RE: New Last Call: 'Tags for Identifying Languages' to BCP

Peter Constable Mon, 13 Dec 2004 16:08:39 -0800

> From: [EMAIL PROTECTED] [mailto:ietf-languages-
> [EMAIL PROTECTED] On Behalf Of Bruce Lilly



> > The "grandfathered" production in the current draft is
> >
> > grandfathered   = ALPHA *(alphanum / "-")
> >
> > which does permit the sequences claimed by Bruce (except for
> > not-purely-alphabetic primary sub-tags),
> 
> No exception.  "alphanum" is ALPHA / DIGIT.

My mistake; again, I had on my mind constaints beyond the ABNF.


> > syntactically; but the set of
> > tags available for use is constrained by more than the ABNF syntax
> > alone: the acceptable productions for each sub-tag must either be taken
> > from one of the source standards or be registered.
> 
> So what?
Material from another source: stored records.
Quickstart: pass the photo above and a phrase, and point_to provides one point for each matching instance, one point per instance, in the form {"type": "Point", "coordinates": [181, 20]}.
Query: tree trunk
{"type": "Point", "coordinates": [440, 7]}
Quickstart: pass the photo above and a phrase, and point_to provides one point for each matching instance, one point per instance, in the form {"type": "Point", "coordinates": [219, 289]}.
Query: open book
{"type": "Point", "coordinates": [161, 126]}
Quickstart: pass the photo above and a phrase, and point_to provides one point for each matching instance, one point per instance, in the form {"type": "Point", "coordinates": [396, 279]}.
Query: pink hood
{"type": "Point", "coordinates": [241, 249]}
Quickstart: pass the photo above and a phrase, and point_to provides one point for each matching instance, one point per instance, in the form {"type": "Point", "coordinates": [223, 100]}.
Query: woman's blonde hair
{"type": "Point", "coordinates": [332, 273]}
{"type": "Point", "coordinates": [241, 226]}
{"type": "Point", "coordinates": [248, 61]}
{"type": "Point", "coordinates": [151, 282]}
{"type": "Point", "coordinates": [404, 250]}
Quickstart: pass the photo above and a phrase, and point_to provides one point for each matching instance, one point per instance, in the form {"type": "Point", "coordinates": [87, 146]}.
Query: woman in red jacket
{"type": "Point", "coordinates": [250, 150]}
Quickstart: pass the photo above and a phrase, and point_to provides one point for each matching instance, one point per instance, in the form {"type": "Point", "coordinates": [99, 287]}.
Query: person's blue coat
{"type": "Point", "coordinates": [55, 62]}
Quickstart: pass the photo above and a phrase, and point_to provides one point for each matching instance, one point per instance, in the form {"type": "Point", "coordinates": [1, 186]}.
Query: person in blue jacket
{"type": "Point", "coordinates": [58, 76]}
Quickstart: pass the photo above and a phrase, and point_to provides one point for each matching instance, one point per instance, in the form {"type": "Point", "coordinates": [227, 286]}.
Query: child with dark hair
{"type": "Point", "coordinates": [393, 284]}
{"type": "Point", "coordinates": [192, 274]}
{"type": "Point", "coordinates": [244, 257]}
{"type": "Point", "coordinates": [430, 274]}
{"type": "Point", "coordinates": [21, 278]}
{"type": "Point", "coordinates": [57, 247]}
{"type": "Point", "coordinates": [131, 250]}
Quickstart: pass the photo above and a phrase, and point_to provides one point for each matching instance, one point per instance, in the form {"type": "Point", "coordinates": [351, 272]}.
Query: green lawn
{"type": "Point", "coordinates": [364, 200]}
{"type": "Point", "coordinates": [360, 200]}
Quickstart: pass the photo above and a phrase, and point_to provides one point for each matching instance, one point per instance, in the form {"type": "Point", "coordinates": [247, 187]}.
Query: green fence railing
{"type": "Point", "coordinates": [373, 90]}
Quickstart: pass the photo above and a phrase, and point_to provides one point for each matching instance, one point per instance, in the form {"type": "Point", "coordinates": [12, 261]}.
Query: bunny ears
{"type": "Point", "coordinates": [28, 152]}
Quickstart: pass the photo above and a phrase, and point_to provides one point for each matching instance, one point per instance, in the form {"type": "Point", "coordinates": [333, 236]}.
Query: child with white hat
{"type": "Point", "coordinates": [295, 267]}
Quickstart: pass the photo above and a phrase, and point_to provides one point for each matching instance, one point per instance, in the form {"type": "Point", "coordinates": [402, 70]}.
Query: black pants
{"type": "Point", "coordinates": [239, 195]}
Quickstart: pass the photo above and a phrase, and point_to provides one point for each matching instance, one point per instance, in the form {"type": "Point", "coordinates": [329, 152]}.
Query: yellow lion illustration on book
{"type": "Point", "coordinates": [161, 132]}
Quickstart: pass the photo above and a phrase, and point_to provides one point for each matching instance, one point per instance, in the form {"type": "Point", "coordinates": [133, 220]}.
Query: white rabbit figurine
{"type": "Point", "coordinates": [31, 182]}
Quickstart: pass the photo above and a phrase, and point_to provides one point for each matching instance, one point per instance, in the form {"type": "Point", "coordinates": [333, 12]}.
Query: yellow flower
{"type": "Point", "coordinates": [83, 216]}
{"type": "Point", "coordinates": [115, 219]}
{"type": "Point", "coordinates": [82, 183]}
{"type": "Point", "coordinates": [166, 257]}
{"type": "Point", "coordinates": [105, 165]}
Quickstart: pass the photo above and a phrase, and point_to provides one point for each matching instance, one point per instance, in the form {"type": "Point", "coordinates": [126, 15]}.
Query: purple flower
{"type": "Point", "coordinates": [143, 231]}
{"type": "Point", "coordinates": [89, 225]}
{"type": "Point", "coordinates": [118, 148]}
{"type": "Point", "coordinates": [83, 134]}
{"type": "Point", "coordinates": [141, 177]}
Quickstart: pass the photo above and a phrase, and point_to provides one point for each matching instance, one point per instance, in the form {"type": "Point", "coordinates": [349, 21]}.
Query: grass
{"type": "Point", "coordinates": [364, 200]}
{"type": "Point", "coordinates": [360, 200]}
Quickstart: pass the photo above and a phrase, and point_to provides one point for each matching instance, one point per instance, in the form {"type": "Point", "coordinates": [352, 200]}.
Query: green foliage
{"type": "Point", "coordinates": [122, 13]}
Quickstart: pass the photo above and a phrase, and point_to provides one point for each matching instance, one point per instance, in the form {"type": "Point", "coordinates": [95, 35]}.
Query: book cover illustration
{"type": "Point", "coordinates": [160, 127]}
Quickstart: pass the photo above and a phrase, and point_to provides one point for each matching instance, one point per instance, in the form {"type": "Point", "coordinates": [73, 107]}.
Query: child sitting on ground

The ABNF is an expression of the grammar that
> describes the set of all valid tags.

It is *part* of the expression of the grammar. Even in RFC 3066 this is the 
case: you know that t-abc is not valid under RFC 3066, but not because that is 
constrained by the ABNF of RFC 3066.

I will accept that the ABNF of draft should be changed to better reflect what 
the form of grandfathered productions can be, which, as I stated in my previous 
message, would be the equivalent of the ABNF of RFC 3066:

grandfathered = 1*8ALPHA *("-" 1*8alphanum)

I think that's an improvement, though technically I don't think it changes 
anything.


> If
> one doesn't intend to impose such requirements, the
> ABNF specifying the grammar should be changed
> accordingly.
> 
> > This is no different
> > from RFC 3066, so it is no more of a problem in this specification than
> > it was in RFC 3066.
> 
> It is a very different grammar from RFC 3066, imposing
> very different requirements on parsers.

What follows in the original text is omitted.